Does Tranexamic Acid Reduce the Need for Blood Transfusions in Patients Undergoing Hip Fracture Surgery?

NCT ID: NCT01714336

Last Updated: 2018-11-14

Basic Information

• Recruitment Status: COMPLETED
• Clinical Phase: PHASE4
• Total Enrollment: 138 participants
• Study Classification: INTERVENTIONAL
• Study Start Date: 2012-09-30
• Study Completion Date: 2015-10-31

Brief Summary

Does tranexamic acid improve the perioperative care of those patients treated surgically for hip fracture by decreasing the proportion of patients requiring transfusion and decreasing total perioperative bleeding.

Detailed Description

Antifibrinolytic medications such as tranexamic acid, aprotinin, and aminocaproic acid have proven to be useful in decreasing blood loss and the proportion of patients who require transfusion after a number of surgical procedures. In orthopedic surgery, tranexamic acid (TXA) is the best studied of these medications and a recent Cochrane Database review determined that tranexamic acid was effective in decreasing perioperative bleeding and post-operative transfusion after elective hip replacement and knee replacement surgery. At Mayo Clinic Rochester, the routine administration of tranexamic acid has evolved over the past decade to become part of the typical protocol for more than 3,000 elective hip and knee replacement procedures each year. Recent administrative data provides fairly compelling evidence of the efficacy of tranexamic acid in decreasing transfusion at the Mayo Clinic Rochester practice with 2010 data showing 2% and 7% prevalence of transfusion in patients treated with tranexamic acid versus 18% and 33% prevalence in those knee and hip replacement patients, respectively, who were not treated with tranexamic acid. A recent analysis of the Mayo Clinic Rochester orthopedic practice showed that patients treated for hip fracture remain at substantial risk of perioperative transfusion (30% prevalence) after operative management. This raises the question as to whether tranexamic acid could improve the perioperative care of those patients treated surgically for hip fracture by decreasing the proportion of patients requiring transfusion and decreasing total perioperative bleeding.

Conditions

Hip Fracture

Study Design

• Allocation Method: RANDOMIZED
• Intervention Model: PARALLEL
• Primary Study Purpose: PREVENTION
• Blinding Strategy: QUADRUPLE

Study Groups

placebo

Normal saline will be administered intravenously in two doses of 15 mg/kg each administered over a period of ten minutes, one dose just prior to incision and the second at initiation of wound closure.

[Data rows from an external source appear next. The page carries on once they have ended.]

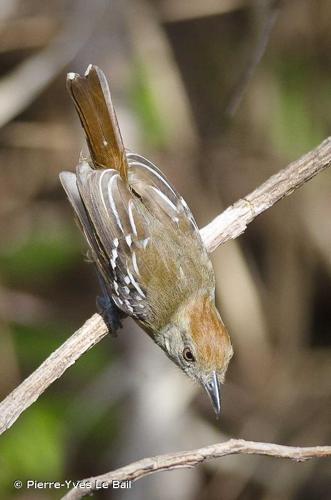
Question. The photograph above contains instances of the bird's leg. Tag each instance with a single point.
(107, 308)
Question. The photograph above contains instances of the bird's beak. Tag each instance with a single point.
(212, 387)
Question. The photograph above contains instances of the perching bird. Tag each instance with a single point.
(145, 243)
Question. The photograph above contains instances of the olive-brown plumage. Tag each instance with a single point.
(145, 243)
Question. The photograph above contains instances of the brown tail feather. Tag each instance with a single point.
(92, 99)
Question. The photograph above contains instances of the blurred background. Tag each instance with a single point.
(191, 97)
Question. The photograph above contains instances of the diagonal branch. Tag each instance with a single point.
(186, 459)
(228, 225)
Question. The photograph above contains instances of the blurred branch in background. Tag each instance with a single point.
(26, 81)
(228, 225)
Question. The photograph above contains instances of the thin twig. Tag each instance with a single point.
(230, 224)
(185, 459)
(234, 220)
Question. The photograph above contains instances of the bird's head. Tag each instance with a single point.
(198, 342)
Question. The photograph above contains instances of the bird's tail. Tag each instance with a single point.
(92, 99)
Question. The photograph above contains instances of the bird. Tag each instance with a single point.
(145, 244)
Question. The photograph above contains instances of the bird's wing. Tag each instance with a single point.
(143, 227)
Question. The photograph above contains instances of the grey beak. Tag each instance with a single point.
(212, 387)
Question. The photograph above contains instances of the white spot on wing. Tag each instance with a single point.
(134, 262)
(128, 239)
(131, 219)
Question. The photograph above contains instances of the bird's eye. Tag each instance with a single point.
(188, 355)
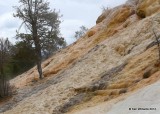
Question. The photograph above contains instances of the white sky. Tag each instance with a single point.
(75, 14)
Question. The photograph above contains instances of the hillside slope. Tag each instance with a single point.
(101, 72)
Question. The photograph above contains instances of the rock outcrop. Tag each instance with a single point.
(114, 67)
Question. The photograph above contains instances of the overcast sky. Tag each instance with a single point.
(75, 14)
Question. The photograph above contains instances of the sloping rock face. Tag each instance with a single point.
(101, 72)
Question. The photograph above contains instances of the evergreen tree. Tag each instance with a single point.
(43, 26)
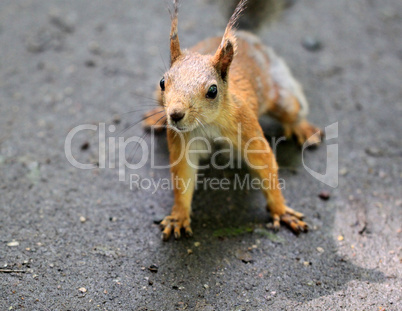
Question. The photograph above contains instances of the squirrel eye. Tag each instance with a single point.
(162, 84)
(212, 92)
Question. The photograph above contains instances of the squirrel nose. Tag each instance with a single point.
(176, 116)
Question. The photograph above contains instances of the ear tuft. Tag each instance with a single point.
(175, 51)
(224, 57)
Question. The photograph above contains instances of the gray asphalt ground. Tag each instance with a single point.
(66, 63)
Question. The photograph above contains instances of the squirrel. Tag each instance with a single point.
(219, 88)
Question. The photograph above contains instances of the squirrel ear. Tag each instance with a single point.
(223, 57)
(175, 51)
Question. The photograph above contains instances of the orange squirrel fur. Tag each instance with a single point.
(212, 88)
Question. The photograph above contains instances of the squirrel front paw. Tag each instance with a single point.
(292, 219)
(174, 223)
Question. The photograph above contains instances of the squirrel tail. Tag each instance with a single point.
(257, 12)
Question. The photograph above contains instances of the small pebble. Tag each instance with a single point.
(94, 48)
(373, 151)
(343, 171)
(85, 146)
(312, 44)
(324, 195)
(62, 21)
(90, 63)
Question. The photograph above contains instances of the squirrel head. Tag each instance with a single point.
(195, 87)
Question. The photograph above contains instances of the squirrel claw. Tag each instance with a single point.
(292, 219)
(173, 224)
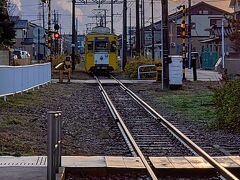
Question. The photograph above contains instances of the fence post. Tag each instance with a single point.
(50, 162)
(54, 141)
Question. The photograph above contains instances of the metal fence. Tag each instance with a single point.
(17, 79)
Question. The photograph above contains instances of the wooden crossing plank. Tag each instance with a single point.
(83, 161)
(198, 162)
(226, 162)
(180, 163)
(161, 162)
(133, 162)
(115, 162)
(23, 161)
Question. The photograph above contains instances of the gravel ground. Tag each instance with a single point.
(88, 128)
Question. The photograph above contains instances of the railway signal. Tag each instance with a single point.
(56, 35)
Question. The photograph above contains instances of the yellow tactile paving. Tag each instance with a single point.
(84, 161)
(236, 159)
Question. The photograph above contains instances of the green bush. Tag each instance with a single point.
(131, 68)
(227, 100)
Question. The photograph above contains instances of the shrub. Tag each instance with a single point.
(227, 100)
(131, 68)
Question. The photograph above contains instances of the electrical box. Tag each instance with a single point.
(175, 71)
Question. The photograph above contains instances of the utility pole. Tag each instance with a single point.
(152, 29)
(137, 29)
(49, 30)
(165, 61)
(112, 16)
(183, 27)
(189, 34)
(130, 32)
(223, 44)
(73, 34)
(143, 26)
(124, 38)
(140, 11)
(43, 16)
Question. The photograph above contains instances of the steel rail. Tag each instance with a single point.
(223, 171)
(131, 139)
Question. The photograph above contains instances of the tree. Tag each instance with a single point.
(235, 35)
(7, 32)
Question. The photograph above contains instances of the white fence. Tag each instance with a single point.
(17, 79)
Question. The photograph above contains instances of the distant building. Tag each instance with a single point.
(235, 5)
(30, 37)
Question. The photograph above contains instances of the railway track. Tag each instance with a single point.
(146, 132)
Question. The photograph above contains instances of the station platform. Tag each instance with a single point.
(35, 167)
(202, 75)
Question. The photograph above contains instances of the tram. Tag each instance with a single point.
(101, 52)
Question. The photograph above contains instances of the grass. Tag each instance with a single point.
(11, 121)
(193, 105)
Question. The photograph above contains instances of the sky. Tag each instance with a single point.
(32, 11)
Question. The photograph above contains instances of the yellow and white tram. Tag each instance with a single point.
(101, 52)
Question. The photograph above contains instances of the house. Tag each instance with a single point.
(203, 16)
(30, 37)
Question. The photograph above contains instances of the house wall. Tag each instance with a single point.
(4, 57)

Group Type: PLACEBO_COMPARATOR

placebo

Intervention Type: DRUG

A similar dose of 0.9% sodium chloride (NaCL) will be administered intravenously in two doses over a ten minute period, one dose at incision and the other at initiation of wound closure.

tranexamic acid

Tranexamic acid will be administered intravenously in two doses of 15 mg/kg each administered over a period of ten minutes, one dose just prior to incision and the second at initiation of wound closure.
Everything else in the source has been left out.